株式会社イマージェント代表取締役。筑波大学大学院体育研究科修了後、スポーツ法務をメインで手掛ける法律事務所に入社。FIFA公認代理人資格を取得して代理人業をスタート。2015年に独立し、現在では元日本代表の徳永悠平選手など、30名以上の契約選手/契約スタッフを抱えるスポーツマネジメント事務所の代表を務めている。

学生の声

佐藤 瑠己安さん(流通学部4年)

 スポーツ選手がCMなどの出演することにより、宣伝効果が生まれるため、そのことで商品が売れる要因になるんだと思いました。特に最近ではSNSなどの宣伝効果も効果的に活用していることが分かりました。
 肖像権に関する収入も様々で、それぞれによって考え方や収入が違ってくることも知ることが出来ました。ひとつのケースとして、クラブに所属する選手がCMなどに出演する場合、設定金額以上の場合は割合を決めてクラブと選手が分配することを知りました。こういった場合、選手が100%をもらうことが出来ると思っていたので、個人としての知名度によって得られるものも、クラブ側にとっても利益になるということを理解しました。
 肖像権というのは、とても難しい内容が多く、どこからが肖像にかかわる事項なのかなど、自分にとってはとても難しい内容でした。人によってCMの出演料が大きく変わってくるので、有名な人の肖像の価値が高いということが分かりました。

米虫 遥人さん(流通学部2年)

 肖像権がプライバシー権とパブリシティ権の2つに分かれるということを初めて知りました。
 自分のInstagramやTwitterにあげる写真に、知らない人が映り込むことがある。
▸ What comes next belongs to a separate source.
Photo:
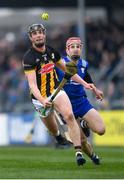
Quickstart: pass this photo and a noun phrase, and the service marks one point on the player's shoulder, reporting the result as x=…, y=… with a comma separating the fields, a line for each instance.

いつもはなんとなくモザイクをかけたり、見えないようにしていたが、そうすることは重要なことであると理解できた。時々、知らない人を自らのSNSに大きく取り上げている人がいるが、“悪質な行動”に分類されるケースがあることを知ることが出来た。人にはそれぞれ「肖像権」が存在しており、その領域を他人が侵してはいけないと改めて思った。
 また、CMに肖像権の話に関しては、30秒や50秒のCMのメイキングをするだけで、高額なものでは何千万、何億というギャラが発生すると聞いて驚いた。CMに有名人を起用する企業は、そのことで大きな広告効果があると思った。現に、自分自身も有名スポーツ選手が出演しているCMを見て、使ってみたいなと思い購入したことがある。私のこの行動からも分かるように、スポーツ選手や芸能人を企業が起用することは大きな影響を与えていることになる。
 クラブに所属する選手は、肖像権をクラブやリーグに対して広告やプロモーション活動として無償で協力しなくてはいけないケースがあると聞き驚いた。
 マネジメント業務は選手のセカンドキャリアや日常生活のサポート等まで幅広く活動されており、私も将来スポーツに関わっていきたいと考えているため、将来の職業の選択として加えたいような魅力的な職業であると感じた。